Separation Assurance between Heterogeneous Fleets of Small Unmanned Aerial Systems via Multi-Agent Reinforcement Learning

In the envisioned future dense urban airspace, multiple companies will operate heterogeneous fleets of small unmanned aerial systems (sUASs), where each fleet includes several homogeneous aircraft with identical policies and configurations, e.g., equipage, sensing, and communication ranges, making tactical deconfliction highly complex for the aircraft. This paper aims to address two core questions: (1) Can tactical deconfliction policies converge or reach an equilibrium to ensure a conflict-free airspace when companies operate heterogeneous fleets of homogeneous aircraft? (2) If so, will the converged policies discriminate against companies operating sUASs with weaker configurations? We investigate a multi-agent reinforcement learning paradigm in which homogeneous aircraft within heterogeneous fleets operate concurrently to perform package delivery missions over Dallas, Texas, USA. An attention-enhanced Proximal Policy Optimization-based Advantage Actor-Critic (PPOA2C) framework is employed to resolve intra- and inter-fleet conflicts, with each fleet independently training its own policy while preserving privacy. Experimental results show that two fleets with distinct, shared PPOA2C policies can reach an equilibrium to maintain safe separation. While two PPOA2C policies outperform two strong rule-based baselines in terms of conflict resolution, a PPOA2C policy exhibits safer interaction with a rule-based policy, indicating adaptive capabilities of PPOA2C policies. Furthermore, we conducted extensive policy-configuration evaluations, which reveal that equilibria between similar policy types tend to favor fleets with stronger configurations. Even under similar configurations but different policy types, the equilibrium favors one of the heterogeneous policies, underscoring the need for fairness-aware conflict management in heterogeneous sUAS operations.

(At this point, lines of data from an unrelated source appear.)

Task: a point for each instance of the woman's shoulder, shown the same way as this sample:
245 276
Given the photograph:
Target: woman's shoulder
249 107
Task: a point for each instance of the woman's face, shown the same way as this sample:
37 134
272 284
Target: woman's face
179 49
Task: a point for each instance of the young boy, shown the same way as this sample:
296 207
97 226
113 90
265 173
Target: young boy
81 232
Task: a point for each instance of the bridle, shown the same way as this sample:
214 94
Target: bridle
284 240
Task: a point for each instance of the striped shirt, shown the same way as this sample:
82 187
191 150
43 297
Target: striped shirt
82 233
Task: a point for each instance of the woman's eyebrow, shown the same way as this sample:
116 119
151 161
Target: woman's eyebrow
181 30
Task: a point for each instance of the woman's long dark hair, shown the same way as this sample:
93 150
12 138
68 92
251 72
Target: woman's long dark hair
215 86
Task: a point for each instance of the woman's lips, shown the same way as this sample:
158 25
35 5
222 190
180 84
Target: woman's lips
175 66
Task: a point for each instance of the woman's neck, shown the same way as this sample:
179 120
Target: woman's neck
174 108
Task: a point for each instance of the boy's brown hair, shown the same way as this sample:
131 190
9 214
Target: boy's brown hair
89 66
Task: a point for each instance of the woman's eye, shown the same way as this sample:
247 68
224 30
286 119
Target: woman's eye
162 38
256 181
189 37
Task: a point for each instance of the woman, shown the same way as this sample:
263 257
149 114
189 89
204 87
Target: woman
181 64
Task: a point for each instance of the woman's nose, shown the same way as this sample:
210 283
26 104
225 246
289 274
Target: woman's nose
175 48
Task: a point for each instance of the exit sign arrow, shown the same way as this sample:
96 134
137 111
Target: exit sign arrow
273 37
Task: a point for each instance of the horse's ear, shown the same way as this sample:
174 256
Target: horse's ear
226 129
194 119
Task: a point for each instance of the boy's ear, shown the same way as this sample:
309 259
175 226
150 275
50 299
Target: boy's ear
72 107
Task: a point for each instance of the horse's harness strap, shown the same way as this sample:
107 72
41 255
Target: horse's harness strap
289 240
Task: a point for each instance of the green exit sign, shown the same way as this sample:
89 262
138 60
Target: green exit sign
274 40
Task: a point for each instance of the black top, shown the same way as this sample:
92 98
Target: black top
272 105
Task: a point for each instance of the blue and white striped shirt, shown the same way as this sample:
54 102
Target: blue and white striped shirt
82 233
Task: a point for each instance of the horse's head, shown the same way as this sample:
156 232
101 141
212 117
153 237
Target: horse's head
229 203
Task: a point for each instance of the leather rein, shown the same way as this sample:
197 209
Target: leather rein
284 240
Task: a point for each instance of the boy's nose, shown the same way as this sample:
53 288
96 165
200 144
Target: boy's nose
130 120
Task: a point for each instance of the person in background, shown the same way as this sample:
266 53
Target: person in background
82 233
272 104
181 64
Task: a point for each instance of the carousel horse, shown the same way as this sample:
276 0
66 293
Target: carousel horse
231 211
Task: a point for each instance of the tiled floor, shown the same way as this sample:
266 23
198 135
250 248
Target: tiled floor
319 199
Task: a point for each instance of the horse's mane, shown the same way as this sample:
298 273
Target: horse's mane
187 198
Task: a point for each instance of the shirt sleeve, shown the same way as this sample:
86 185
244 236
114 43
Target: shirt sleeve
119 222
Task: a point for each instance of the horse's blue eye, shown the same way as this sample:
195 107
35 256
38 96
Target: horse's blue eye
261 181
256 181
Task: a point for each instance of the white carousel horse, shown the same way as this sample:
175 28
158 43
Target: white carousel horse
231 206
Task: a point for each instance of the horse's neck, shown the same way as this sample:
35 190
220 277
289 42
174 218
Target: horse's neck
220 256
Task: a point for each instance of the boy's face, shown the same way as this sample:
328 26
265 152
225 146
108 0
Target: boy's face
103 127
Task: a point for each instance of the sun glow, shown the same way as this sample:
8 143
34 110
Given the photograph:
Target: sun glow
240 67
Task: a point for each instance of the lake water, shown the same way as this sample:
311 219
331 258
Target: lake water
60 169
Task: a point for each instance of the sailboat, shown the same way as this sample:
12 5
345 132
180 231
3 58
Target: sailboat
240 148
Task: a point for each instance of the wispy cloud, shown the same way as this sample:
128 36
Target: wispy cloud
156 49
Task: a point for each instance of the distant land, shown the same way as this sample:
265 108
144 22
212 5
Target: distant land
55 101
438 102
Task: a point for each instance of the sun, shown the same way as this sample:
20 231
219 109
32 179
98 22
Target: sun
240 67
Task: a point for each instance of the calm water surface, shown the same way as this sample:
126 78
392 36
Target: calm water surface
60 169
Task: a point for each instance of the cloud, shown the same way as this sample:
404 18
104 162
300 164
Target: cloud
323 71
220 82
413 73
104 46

翻译：在展望的未来密集城市空域中，多家公司将运营异构小型无人机系统（sUAS）机队，每支机队包含多架同构飞行器，其策略与配置（如装备、感知和通信范围）相同，这使得飞行器的战术冲突化解高度复杂。本文旨在解决两个核心问题：（1）当公司运营同构飞行器的异构机队时，战术冲突化解策略能否收敛或达到均衡，以确保空域无冲突？（2）若能达到均衡，收敛后的策略是否会对配置较弱的sUAS运营公司产生歧视？我们研究了一种多智能体强化学习范式，其中异构机队内的同构飞行器在美国德克萨斯州达拉斯市同时执行包裹递送任务。采用注意力增强的近端策略优化优势行动者-评论家（PPOA2C）框架解决机队内和机队间的冲突，每支机队在保护隐私的前提下独立训练自身策略。实验结果表明，采用不同但共享的PPOA2C策略的两支机队能够达到维持安全间隔的均衡。尽管两种PPOA2C策略在冲突化解方面优于两种基于规则的强基线策略，但PPOA2C策略与基于规则策略的交互展现出更高的安全性，凸显其自适应能力。此外，我们进行了广泛的策略-配置评估，结果表明相似策略类型间的均衡往往偏向配置更强的机队；即使在配置相似但策略类型不同的情况下，均衡仍偏向某一种异构策略，这凸显了异构sUAS运行中公平性感知冲突管理的必要性。